A tip I was given on a recent ride was to buy the breakaway clips that SKS use for their front guards (about £1.50 at SJS) and fit them to the rear. This allows you to pop the guards and remove the wheel if needed.


----------



## clarion (19 Sep 2012)

I ride fixed year round, and use RaceBlades, which come off easily for wheel removal, though it's not always necessary. I can see there might be an advantage to using full-length guards in terms of protection, but they are a lot more inconvenient. 
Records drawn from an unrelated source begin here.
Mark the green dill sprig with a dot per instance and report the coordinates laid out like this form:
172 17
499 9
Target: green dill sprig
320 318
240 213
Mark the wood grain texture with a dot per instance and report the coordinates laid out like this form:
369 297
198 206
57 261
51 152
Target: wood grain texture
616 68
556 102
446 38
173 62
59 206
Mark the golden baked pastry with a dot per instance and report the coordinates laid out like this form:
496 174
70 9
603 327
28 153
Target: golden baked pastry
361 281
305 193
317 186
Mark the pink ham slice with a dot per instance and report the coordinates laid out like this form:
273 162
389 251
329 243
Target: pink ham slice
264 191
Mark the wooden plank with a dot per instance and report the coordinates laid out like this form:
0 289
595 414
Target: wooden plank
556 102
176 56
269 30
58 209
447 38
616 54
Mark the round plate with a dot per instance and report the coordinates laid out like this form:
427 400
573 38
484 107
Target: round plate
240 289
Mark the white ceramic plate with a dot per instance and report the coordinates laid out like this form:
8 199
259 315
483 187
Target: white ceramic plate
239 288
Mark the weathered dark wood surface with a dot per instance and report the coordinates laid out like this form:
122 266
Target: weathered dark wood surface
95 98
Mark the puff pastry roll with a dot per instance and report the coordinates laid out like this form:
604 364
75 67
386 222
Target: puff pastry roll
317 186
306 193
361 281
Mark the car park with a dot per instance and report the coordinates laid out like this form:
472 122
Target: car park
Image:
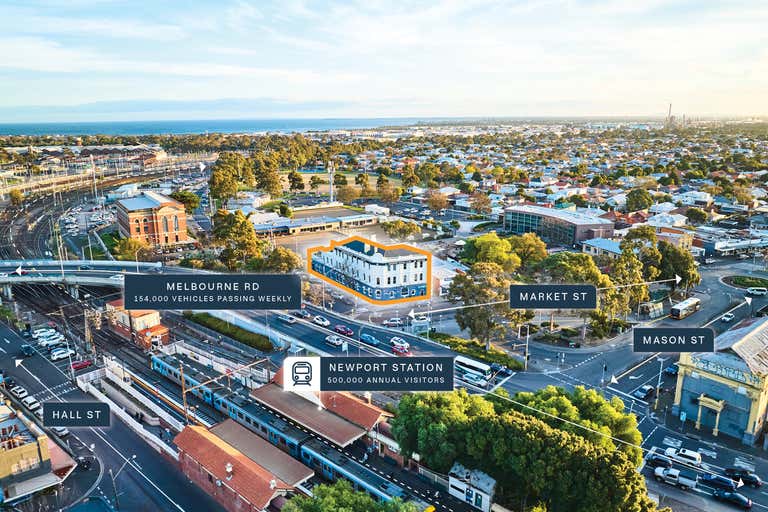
30 403
717 482
286 319
733 498
644 393
397 341
744 475
334 340
393 322
81 365
344 330
19 392
683 456
658 461
322 321
370 339
61 353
Although the tip above may be a good one. I think I have some of those clips in the bottom of my toolbox.


----------



## GrumpyGregry (19 Sep 2012)

clarion said:


> I ride fixed year round, and use RaceBlades, which come off easily for wheel removal, though it's not always necessary. I can see there might be an advantage to using full-length guards in terms of protection, but they are a lot more inconvenient.
> 
> Although the tip above may be a good one. I think I have some of those clips in the bottom of my toolbox.


Ere Mr Clarion Sir! Do you use raceblades for convenience or because you ain't got clearance for full guards? Just askin' like guvnor


----------



## clarion (19 Sep 2012)

Convenience more than anything else. I used them on the tourer as well, which also had adequate clearance. The Ridgeback (essentially the same frame as the Genesis Flyer) has clearance for 700x30c CX tyres for snow, and i usually run 25s, so I could fit full guards in with that.

So why don't I? Well, I think with the tourer, it was the number of times they got bent or pushed out of alignment by leaning the bike against things, or getting on & off trains with inadequate storage. Just got bored of it, I think.


----------



## djb1971 (19 Sep 2012)

If you haven't got any Sks quick clips, I've found that old campag/shimano downtube lever bolts* with the little flat washers are great. They fasten and undo easily with having the folding wire thumb fastener. It makes it easy to remove the wheel for punctures!

*some younger members may not have a clue what the hell I'm on about


----------



## biggs682 (19 Sep 2012)

go on build your own its more fun


----------



## SS Retro (26 Sep 2012)

Dan_h said:


> The Dawes Mono ( http://www.dawescycles.com/p-170-mono.aspx ) comes to mind immediately. The advertised price on the Dawes website is a little over budget but you should be able to get one for around £500 if you shop around a bit.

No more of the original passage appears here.